В ответ на это Вася схватывает книги и со слезами на глазах стремглав выбегает из класса. Не было его и на следующих уроках — он ушел домой.

* * *

Борису было обидно, что он не успел додумать все до конца. Сначала он тоже, как и Вася Трошкин, не мог понять, что именно нужно Полине Антоновне. Потом, глядя на Васю, бессмысленно перетирающего мел пальцами, он вдруг вспомнил урок истории и то, как он сам так же бессмысленно мычал и мялся, запутавшись в пустяковом вопросе.

«Обобщать-то вы и не умеете!» — вспомнил он слова учительницы. И тогда у него мелькнула догадка: «Тут, может, тоже нужно найти что-то общее… Но что? В чем?.. В доказательстве, что ли? В рассуждении?»

Но перед глазами все время маячил чертеж, сделанный на доске Васей Трошкиным, — треугольник, сильно осевший на правую сторону, и высота с перечеркнутыми у ее основания углами. Борис хотел отвлечься от чертежа, но накренившийся направо треугольник смешил его своею неуклюжестью и мешал сосредоточиться. Борис зажмурился и мысленно стал представлять себе, как бы он стал доказывать эту теорему; ясно понял, что именно требовала от них Полина Антоновна, — и это было открытием! Оставалось додумать, уточнить что-то немногое, последнее, И главное — решиться! Борис, быстро открыв глаза, посмотрел на Полину Антоновну. Но в этот момент Валя Баталин поднял руку, и Полина Антоновна вызвала его.

Слушая Валю, Борис видел, что тот говорит примерно то же самое, что хотел оказать он. Это было обидно, хотя и радовало: значит, он тоже мог бы получить пятерку, а главное — значит и он начинает понимать не хуже Академика.

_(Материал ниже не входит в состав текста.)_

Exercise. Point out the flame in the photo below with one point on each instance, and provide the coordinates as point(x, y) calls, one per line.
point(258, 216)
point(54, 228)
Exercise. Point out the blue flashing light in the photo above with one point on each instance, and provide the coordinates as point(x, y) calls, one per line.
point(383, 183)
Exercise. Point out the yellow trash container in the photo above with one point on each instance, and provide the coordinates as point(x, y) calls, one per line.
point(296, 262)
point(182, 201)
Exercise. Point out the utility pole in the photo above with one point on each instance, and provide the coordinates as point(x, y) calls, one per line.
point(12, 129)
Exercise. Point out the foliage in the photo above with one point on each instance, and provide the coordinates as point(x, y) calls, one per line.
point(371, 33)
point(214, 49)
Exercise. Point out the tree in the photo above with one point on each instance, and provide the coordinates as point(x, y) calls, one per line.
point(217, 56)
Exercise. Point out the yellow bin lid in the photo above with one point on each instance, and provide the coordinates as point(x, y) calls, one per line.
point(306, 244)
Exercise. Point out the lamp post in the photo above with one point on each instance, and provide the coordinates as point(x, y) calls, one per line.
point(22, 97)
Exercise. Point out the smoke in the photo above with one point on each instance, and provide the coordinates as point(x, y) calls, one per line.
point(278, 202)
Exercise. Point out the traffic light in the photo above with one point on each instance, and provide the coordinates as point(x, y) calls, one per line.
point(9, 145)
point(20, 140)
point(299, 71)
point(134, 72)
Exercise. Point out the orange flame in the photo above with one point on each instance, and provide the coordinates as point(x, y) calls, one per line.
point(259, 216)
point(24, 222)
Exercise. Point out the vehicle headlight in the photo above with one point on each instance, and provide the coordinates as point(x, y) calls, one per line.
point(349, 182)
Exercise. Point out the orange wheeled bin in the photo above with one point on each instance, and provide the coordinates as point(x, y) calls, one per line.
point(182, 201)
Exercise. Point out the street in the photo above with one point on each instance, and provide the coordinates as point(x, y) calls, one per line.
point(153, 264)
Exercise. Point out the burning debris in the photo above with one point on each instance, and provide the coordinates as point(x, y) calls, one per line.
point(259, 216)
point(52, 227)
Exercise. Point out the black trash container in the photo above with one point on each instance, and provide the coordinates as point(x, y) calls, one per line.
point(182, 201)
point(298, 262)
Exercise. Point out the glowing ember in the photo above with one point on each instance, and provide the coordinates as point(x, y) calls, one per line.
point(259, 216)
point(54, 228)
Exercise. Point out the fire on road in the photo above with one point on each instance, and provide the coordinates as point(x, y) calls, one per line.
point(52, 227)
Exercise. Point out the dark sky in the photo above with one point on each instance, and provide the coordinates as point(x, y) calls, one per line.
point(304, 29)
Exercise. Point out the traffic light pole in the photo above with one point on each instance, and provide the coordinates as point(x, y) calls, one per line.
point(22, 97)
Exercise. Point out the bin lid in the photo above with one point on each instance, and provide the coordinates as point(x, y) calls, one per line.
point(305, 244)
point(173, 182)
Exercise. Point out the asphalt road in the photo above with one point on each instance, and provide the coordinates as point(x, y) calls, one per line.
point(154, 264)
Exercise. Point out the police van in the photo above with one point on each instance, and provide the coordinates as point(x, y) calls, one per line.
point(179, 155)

Но потом он убедился, что это не совсем так, что до Вали ему еще далеко.

Полина Антоновна вызвала Бориса к доске, и он стал решать сделанную дома задачу. Задача у него вышла, и он писал ее решение спокойно и уверенно.

А когда он кончил, вдруг поднимает руку опять Валя Баталин.

— А я по-другому решал эту задачу!

— Это интересно! — живо отзывается Полина Антоновна. — Прошу к доске!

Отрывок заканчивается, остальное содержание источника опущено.